Erstaunlicherweise ist Großbritannien das Land mit den meisten zugelassenen Cabrios

Das Hamburg Syndrom

Erstaunlicherweise ist Großbritannien das Land mit den meisten zugelassenen Cabrios. Angesichts des von dort üblicherweise zu erwartenden Wetters löst das erst einmal Verwunderung aus. Wahrscheinlich ist es aber eine Trotzreaktion, wir nennen das immer Hamburg-Syndrom. Auch dort gibt es nicht Sonnenstunden en Masse, was vermutlich gerade dazu führt, dass jede einzelne maximal ausgenutzt werden muss. In Sachen Automobil bedeutet das eben ein Cabriolet, um jeden Sonnenstrahl zu erhaschen. Dazu bedarf es per se eines Stoffdaches, vor allem aber der Möglichkeit, dieses schnell zu öffnen. Beim Evoque dauert das – selbstverständlich motorisch – in etwa 18 Sekunden. Ein wichtiger Wert, noch wichtiger ist aber, dass dies bei Geschwindigkeiten bis zu 48 km/h geht.
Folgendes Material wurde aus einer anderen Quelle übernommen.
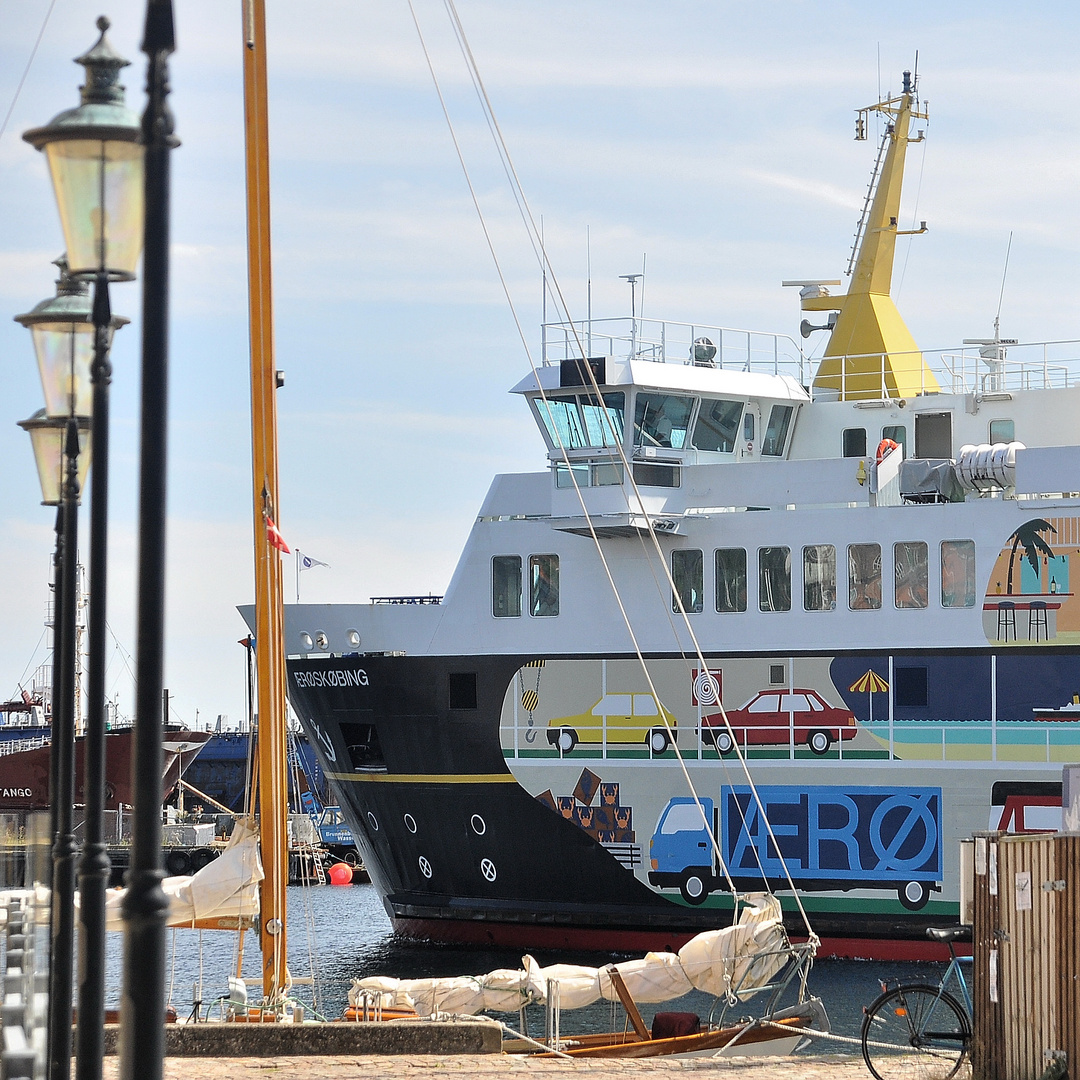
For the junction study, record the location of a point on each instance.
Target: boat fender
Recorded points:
(885, 447)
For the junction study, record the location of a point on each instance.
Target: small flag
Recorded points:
(307, 562)
(275, 539)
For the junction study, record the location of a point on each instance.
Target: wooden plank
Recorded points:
(628, 1003)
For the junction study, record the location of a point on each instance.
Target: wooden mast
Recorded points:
(269, 616)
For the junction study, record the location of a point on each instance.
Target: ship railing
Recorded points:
(664, 341)
(973, 368)
(19, 745)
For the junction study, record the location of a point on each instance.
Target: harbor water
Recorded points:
(340, 933)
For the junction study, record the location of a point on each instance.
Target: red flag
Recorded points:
(277, 540)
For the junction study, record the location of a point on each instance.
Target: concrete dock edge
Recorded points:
(320, 1040)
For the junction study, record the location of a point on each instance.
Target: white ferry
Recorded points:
(867, 567)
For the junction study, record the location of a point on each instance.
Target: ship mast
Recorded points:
(269, 612)
(871, 353)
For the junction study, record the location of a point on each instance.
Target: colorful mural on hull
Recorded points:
(1029, 598)
(860, 821)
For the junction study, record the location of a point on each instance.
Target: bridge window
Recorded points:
(819, 577)
(774, 579)
(1002, 431)
(730, 579)
(864, 577)
(688, 576)
(912, 586)
(898, 432)
(958, 574)
(580, 421)
(854, 442)
(543, 584)
(775, 433)
(717, 427)
(507, 586)
(661, 420)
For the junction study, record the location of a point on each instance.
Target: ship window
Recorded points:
(565, 477)
(581, 420)
(543, 584)
(362, 744)
(688, 578)
(864, 577)
(607, 475)
(1002, 431)
(774, 579)
(775, 434)
(933, 434)
(912, 584)
(462, 690)
(854, 442)
(657, 475)
(717, 427)
(958, 574)
(661, 420)
(819, 578)
(507, 586)
(898, 432)
(910, 687)
(730, 579)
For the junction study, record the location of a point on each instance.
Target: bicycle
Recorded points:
(918, 1030)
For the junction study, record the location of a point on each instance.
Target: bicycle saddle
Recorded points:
(961, 933)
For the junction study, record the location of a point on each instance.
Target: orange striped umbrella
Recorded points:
(871, 683)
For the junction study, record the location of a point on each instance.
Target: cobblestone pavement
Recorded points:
(417, 1067)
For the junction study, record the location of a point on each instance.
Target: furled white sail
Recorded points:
(738, 959)
(228, 888)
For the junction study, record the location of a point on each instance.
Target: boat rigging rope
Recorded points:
(26, 70)
(529, 221)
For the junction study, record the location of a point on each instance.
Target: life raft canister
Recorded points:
(886, 446)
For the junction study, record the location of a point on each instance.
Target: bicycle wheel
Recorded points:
(915, 1033)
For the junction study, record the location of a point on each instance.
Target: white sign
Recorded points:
(1024, 891)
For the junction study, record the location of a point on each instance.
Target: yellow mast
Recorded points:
(871, 353)
(269, 615)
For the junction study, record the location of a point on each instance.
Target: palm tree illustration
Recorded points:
(1028, 538)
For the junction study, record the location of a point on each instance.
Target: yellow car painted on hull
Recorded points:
(616, 718)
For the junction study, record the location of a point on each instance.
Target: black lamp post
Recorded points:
(95, 159)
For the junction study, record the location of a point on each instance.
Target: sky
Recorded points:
(713, 138)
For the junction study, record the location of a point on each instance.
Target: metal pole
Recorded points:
(58, 675)
(63, 736)
(94, 866)
(143, 1001)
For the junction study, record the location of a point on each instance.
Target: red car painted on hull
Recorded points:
(773, 717)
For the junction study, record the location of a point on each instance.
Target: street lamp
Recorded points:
(95, 158)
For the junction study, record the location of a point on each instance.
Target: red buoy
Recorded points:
(340, 874)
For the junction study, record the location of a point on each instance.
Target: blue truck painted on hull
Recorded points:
(829, 837)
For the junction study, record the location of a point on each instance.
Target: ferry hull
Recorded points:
(476, 828)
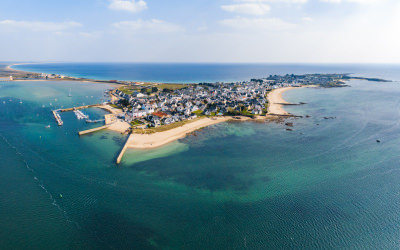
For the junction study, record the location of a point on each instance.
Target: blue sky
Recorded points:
(292, 31)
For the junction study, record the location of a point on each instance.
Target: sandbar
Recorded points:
(148, 141)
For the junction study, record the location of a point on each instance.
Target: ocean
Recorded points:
(327, 184)
(196, 73)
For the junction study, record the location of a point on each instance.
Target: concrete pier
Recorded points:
(85, 132)
(124, 149)
(57, 117)
(81, 107)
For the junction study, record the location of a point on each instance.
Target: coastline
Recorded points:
(150, 141)
(158, 139)
(276, 101)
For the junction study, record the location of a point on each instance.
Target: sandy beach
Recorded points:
(276, 101)
(159, 139)
(149, 141)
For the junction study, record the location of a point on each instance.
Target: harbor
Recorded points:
(57, 117)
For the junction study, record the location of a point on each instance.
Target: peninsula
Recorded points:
(155, 114)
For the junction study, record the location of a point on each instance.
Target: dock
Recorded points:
(85, 132)
(81, 107)
(121, 154)
(57, 117)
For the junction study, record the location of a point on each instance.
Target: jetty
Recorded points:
(85, 132)
(57, 117)
(81, 107)
(121, 154)
(95, 121)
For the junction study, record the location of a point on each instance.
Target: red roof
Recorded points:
(160, 114)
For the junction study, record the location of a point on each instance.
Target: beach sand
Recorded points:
(148, 141)
(119, 126)
(276, 101)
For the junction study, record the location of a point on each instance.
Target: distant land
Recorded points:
(154, 114)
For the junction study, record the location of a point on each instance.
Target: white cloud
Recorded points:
(35, 26)
(248, 8)
(148, 26)
(351, 1)
(131, 6)
(257, 23)
(273, 1)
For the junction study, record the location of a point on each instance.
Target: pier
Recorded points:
(81, 107)
(121, 154)
(85, 132)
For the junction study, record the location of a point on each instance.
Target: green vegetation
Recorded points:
(164, 128)
(115, 106)
(198, 112)
(126, 90)
(172, 86)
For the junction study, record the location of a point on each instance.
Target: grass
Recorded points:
(198, 112)
(136, 122)
(172, 86)
(164, 128)
(115, 106)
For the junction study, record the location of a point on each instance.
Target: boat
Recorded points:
(80, 115)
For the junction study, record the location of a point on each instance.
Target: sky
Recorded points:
(232, 31)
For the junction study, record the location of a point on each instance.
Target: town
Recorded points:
(154, 105)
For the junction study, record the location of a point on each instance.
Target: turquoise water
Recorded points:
(206, 72)
(325, 185)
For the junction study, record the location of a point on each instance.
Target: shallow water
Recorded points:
(326, 184)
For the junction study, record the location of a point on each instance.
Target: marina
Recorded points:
(57, 117)
(80, 115)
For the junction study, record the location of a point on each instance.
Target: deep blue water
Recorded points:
(325, 185)
(195, 73)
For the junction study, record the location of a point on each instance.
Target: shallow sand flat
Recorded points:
(276, 101)
(159, 139)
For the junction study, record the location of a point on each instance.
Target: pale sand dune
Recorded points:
(162, 138)
(119, 126)
(149, 141)
(276, 101)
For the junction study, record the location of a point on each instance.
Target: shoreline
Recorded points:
(151, 141)
(159, 139)
(276, 100)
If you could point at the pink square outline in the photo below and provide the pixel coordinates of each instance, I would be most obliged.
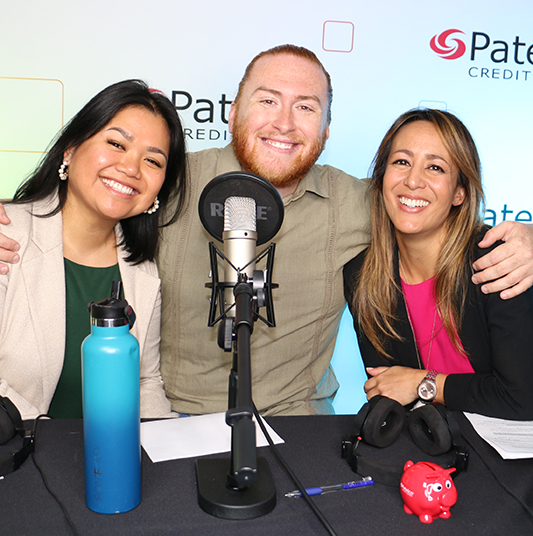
(338, 22)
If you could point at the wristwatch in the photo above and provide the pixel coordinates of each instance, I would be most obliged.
(427, 388)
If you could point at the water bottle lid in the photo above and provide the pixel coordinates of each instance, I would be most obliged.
(113, 311)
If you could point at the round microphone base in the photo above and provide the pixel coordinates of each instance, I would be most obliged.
(215, 498)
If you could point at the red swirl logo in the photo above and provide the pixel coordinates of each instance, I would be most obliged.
(447, 47)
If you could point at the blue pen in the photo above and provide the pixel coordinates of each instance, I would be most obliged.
(367, 481)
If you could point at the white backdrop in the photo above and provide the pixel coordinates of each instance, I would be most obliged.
(54, 56)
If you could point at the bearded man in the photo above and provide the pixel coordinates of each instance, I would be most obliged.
(280, 123)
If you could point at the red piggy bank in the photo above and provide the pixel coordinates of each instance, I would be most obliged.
(427, 490)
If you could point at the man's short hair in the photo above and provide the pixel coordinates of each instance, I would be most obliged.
(295, 50)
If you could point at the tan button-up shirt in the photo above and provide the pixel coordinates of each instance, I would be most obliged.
(326, 224)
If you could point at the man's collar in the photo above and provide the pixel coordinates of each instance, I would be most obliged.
(311, 183)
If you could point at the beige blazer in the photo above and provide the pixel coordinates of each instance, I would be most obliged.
(32, 315)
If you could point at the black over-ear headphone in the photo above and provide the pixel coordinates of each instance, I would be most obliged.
(10, 425)
(381, 421)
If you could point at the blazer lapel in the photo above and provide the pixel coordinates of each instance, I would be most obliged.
(44, 278)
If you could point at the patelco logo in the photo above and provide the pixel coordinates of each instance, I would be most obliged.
(447, 47)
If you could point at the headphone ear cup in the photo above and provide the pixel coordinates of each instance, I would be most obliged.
(7, 425)
(429, 430)
(384, 423)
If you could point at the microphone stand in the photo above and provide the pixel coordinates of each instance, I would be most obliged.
(242, 488)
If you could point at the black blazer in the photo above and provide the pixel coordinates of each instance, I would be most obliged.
(496, 333)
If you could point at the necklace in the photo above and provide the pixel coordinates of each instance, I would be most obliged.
(402, 269)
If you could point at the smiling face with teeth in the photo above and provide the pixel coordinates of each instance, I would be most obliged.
(118, 172)
(279, 123)
(420, 185)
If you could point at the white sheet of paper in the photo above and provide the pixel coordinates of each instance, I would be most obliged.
(512, 439)
(190, 437)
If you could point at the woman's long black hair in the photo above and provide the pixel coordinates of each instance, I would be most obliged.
(141, 232)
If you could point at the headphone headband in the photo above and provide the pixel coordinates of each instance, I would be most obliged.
(10, 425)
(381, 421)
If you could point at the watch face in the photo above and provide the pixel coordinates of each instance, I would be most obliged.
(427, 390)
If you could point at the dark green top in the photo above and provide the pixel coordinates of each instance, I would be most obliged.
(83, 284)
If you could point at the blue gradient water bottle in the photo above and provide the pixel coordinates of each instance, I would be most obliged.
(111, 407)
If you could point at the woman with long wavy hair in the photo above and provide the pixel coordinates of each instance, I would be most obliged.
(425, 331)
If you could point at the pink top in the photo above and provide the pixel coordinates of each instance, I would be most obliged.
(426, 321)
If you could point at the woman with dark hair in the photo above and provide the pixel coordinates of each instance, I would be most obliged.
(88, 215)
(425, 331)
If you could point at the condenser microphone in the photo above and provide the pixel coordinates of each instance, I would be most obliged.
(242, 210)
(239, 238)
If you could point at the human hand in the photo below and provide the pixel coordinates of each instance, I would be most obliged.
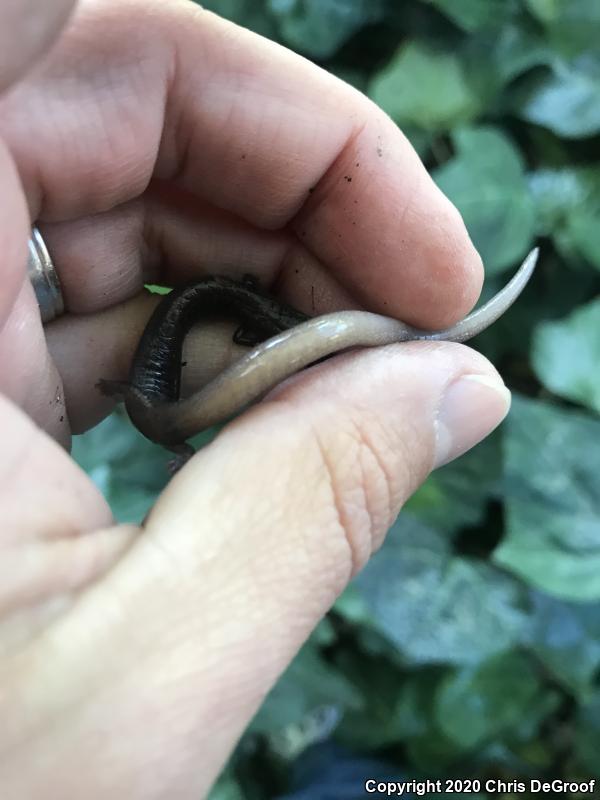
(156, 142)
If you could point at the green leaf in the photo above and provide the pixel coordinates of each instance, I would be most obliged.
(566, 355)
(226, 788)
(568, 210)
(587, 736)
(388, 715)
(306, 704)
(424, 87)
(437, 607)
(552, 503)
(571, 25)
(248, 13)
(477, 704)
(319, 27)
(129, 470)
(485, 180)
(566, 639)
(566, 99)
(457, 495)
(472, 15)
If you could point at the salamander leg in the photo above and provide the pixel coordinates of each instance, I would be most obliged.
(247, 337)
(183, 453)
(115, 389)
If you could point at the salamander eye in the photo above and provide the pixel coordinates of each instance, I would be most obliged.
(250, 281)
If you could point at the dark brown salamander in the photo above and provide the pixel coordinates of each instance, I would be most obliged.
(152, 392)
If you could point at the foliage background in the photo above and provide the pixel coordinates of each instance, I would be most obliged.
(470, 646)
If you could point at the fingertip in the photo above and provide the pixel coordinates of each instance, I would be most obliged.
(27, 30)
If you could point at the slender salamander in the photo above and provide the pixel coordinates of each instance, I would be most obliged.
(152, 393)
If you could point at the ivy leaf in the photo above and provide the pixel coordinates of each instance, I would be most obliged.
(129, 470)
(472, 15)
(568, 207)
(457, 495)
(479, 703)
(226, 788)
(566, 638)
(305, 705)
(570, 25)
(248, 13)
(424, 87)
(319, 27)
(587, 735)
(485, 180)
(436, 607)
(329, 772)
(566, 99)
(566, 355)
(552, 503)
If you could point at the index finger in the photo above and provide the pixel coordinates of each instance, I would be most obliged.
(141, 90)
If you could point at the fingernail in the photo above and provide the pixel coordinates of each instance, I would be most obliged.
(471, 408)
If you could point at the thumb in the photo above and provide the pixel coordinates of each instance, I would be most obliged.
(27, 29)
(243, 553)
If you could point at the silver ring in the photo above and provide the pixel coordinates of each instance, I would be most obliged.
(44, 278)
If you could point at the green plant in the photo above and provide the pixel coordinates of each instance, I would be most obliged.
(471, 644)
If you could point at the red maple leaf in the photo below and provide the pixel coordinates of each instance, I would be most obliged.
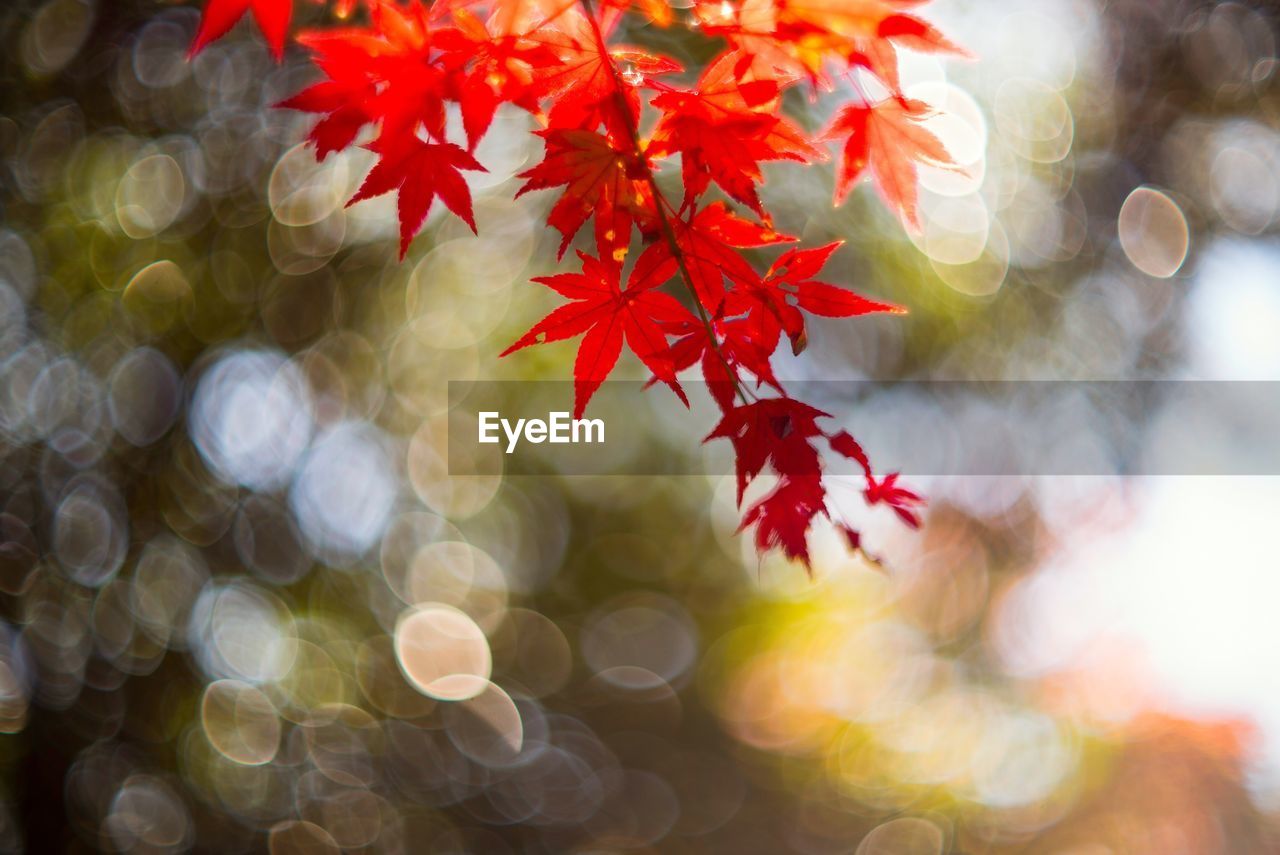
(420, 172)
(776, 431)
(602, 178)
(789, 287)
(609, 315)
(887, 138)
(707, 242)
(903, 501)
(595, 83)
(725, 128)
(219, 15)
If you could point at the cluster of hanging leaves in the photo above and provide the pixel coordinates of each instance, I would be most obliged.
(611, 118)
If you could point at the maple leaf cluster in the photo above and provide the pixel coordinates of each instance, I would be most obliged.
(612, 118)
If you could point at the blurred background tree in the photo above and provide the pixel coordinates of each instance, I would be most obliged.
(237, 576)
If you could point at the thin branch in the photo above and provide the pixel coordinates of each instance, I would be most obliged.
(661, 202)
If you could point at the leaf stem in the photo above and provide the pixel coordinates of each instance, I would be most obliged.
(661, 202)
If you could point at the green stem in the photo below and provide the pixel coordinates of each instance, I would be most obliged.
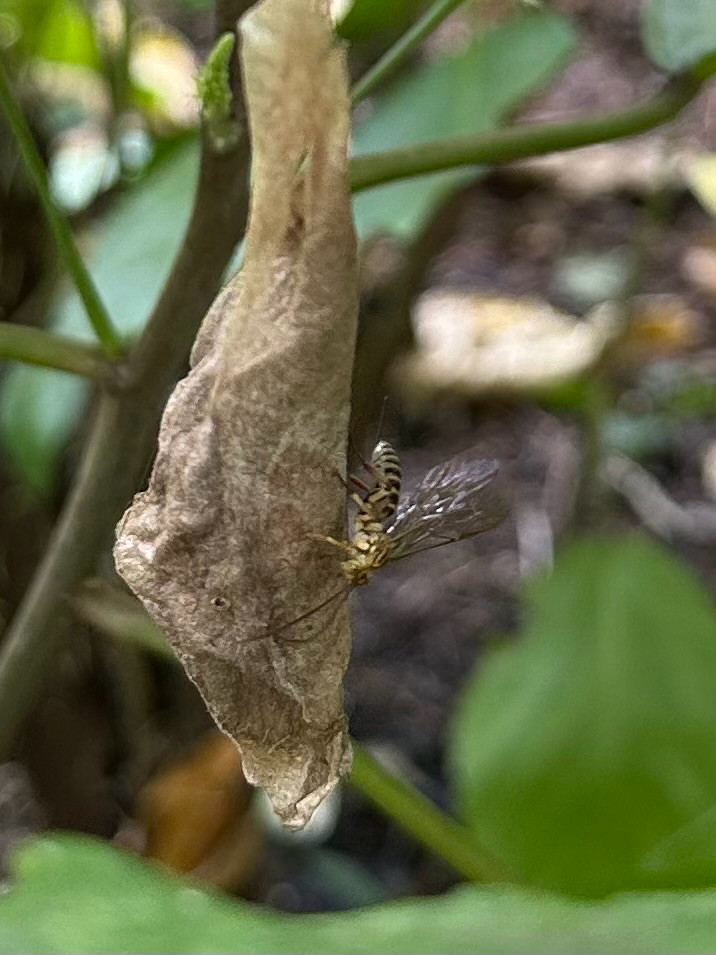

Das erlaubt es in der Innenstadt eigentlich jederzeit, auf die aktuelle Wetterlage zu reagieren, außerorts bedarf es dafür einer Ampelphase oder eines Parkplatzes. Wir haben es auf der Autobahn am ersten Rastplatz ausprobiert: In der Ausfahrt schon ordentlich verzögern, den griffgünstig in der Mittelkonsole platzierten Taster betätigen und langsam über den Rastplatz gleiten. Schon vor dem Ende ist das Dach unten und während noch die vier Fenster hochfahren, ist schon wieder Beschleunigung angesagt. Ist man gut, verliert man bei der Aktion höchstens zwei drei Positionen, eine Zeitstrafe, die wir für den folgenden Frischluftgenuss gerne in Kauf nehmen.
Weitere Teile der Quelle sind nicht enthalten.